Sex might be important in a relationship for many people but it should not be the "be all and end all". Connection and communication is also important. So it does not make you any lesser a human. But our past experiences will have an effect on current situations - see prev. paragraph.

For the same reasons you think she could still leave you. From what I have previously read about you, you sounded like you take interest in other peoples views, listen(ed), treat others with care etc. But our past experiences will have an effect on current situations - see first paragraph.

I understand there are some things you will not or cannot share here. I am the same. I hope your opening up in therapy will allow you to find ways to move forward and deal with these situations. My psychiatrist said that recognizing the issue is half the battle. I remain hopeful you will get there. I don't know how long it will take but you will get there.

Tim

Azzdog
Community Member

Hey Tim,

Yeah I agree with you, sex is not the be all and end all in a relationship. Luckily, we both have really good communication which is open and honest and we have both come to that conclusion that our relationship is built more on a genuine emotional connection than something that is just physical.

Still im doing what I can to fix it. I’ve been to the gp and I’ve had a couple of things knocked out so we know ta not that. It’s essentially just in my mind that we need to work on. We are going to see someone about it next Wednesday so hopefully that will be the start to improving it.

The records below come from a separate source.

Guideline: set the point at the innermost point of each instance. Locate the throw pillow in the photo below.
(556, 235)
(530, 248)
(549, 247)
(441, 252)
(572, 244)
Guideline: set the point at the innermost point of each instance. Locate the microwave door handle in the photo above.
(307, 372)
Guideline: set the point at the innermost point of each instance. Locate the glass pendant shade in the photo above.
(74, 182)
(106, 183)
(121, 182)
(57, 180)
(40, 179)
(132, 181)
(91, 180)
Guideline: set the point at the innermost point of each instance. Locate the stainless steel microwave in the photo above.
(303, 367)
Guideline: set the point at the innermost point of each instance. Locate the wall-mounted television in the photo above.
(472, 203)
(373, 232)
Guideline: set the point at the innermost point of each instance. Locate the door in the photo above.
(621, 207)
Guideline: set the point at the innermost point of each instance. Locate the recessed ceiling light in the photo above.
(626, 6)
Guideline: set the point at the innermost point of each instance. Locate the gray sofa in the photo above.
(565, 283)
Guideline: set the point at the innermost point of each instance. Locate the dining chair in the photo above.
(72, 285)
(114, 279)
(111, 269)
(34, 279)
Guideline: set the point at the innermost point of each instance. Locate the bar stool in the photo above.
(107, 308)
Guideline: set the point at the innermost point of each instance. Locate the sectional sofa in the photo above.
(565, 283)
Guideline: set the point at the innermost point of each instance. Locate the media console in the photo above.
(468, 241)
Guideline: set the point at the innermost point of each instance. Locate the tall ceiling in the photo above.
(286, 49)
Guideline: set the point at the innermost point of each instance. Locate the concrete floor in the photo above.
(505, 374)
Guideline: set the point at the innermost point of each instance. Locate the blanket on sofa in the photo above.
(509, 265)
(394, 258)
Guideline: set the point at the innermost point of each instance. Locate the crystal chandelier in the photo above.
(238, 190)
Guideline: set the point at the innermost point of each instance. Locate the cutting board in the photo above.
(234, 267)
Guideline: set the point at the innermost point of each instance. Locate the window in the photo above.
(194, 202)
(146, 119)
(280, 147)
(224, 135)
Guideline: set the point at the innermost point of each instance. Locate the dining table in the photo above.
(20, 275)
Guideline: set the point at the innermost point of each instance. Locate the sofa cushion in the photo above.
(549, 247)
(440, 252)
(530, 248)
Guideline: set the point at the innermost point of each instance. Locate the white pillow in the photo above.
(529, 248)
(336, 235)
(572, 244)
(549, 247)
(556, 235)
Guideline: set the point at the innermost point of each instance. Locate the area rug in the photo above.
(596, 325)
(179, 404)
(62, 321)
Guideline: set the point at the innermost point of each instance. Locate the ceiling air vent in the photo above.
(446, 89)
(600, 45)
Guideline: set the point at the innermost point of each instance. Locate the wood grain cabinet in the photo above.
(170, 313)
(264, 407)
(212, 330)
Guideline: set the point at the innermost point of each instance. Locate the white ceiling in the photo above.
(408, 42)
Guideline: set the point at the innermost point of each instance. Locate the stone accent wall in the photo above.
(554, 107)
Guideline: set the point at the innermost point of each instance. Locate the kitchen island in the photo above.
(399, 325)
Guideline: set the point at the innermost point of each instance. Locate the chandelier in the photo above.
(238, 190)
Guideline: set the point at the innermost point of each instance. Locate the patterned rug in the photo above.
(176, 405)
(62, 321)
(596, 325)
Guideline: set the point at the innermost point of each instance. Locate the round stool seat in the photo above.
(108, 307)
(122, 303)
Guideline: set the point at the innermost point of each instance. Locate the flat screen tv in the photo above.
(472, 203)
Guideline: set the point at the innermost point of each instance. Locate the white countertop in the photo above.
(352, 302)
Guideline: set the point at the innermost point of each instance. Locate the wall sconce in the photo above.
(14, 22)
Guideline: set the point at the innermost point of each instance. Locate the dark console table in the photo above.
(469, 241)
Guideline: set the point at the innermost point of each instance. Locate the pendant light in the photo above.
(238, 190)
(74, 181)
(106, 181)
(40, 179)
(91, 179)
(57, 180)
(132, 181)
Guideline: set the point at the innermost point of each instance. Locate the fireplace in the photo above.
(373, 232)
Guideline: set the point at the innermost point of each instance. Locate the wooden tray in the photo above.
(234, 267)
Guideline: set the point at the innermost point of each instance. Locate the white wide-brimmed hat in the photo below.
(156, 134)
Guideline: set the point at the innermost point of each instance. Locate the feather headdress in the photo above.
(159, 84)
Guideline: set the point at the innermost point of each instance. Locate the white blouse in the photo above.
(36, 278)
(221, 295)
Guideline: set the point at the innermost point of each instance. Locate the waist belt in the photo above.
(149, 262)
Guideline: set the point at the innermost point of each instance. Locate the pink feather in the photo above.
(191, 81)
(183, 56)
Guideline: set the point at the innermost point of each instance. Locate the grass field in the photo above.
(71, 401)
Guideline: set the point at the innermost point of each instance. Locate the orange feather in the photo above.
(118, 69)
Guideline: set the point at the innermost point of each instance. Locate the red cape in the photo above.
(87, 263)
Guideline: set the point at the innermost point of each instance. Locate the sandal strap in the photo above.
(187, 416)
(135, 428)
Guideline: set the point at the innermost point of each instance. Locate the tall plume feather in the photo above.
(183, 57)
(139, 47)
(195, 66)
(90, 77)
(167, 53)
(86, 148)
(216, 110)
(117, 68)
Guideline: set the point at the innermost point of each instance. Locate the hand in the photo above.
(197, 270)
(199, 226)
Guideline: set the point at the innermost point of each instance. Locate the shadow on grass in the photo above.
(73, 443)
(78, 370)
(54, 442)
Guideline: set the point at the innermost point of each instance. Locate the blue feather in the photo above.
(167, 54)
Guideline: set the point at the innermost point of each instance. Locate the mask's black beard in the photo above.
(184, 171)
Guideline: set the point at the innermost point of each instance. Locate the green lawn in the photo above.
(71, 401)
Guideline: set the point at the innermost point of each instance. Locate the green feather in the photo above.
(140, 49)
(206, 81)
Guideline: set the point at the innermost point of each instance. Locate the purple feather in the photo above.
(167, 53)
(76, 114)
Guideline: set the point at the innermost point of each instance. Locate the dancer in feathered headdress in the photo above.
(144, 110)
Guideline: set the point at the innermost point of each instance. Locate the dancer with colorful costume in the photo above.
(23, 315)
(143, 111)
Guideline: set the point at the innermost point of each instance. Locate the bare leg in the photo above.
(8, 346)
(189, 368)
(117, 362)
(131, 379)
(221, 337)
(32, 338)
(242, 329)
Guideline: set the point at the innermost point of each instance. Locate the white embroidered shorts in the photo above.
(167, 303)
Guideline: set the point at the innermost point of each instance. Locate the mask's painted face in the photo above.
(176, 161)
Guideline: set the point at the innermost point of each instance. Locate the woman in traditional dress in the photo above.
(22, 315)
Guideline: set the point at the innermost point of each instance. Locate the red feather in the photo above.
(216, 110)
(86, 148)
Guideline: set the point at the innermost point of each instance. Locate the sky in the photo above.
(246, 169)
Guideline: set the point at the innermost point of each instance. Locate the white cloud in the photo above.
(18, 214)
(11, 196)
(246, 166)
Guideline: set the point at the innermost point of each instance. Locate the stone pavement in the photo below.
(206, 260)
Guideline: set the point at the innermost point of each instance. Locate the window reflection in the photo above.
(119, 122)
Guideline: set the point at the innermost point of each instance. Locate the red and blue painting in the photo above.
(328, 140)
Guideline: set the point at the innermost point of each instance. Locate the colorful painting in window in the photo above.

I think the great thing about it is that I have not only recognised the problem but I’m actually taking steps to fix it. It’s really confronting but she has been really supportive about it.

smallwolf
Community Champion
Community Champion

Hi Aaron,

Just want to acknowledge all the good work you seem to be doing at the moment - going to a GP, worked out is a mind thing and talking to someone next Wed. And if your previous experiences have been negative, I can imagine you would be scared to talk about it. Even though you send it was confronting, you took the plunge, and sounds like it is working out for you.

The person that wrote the latest post sounds much different to the person that started this thread.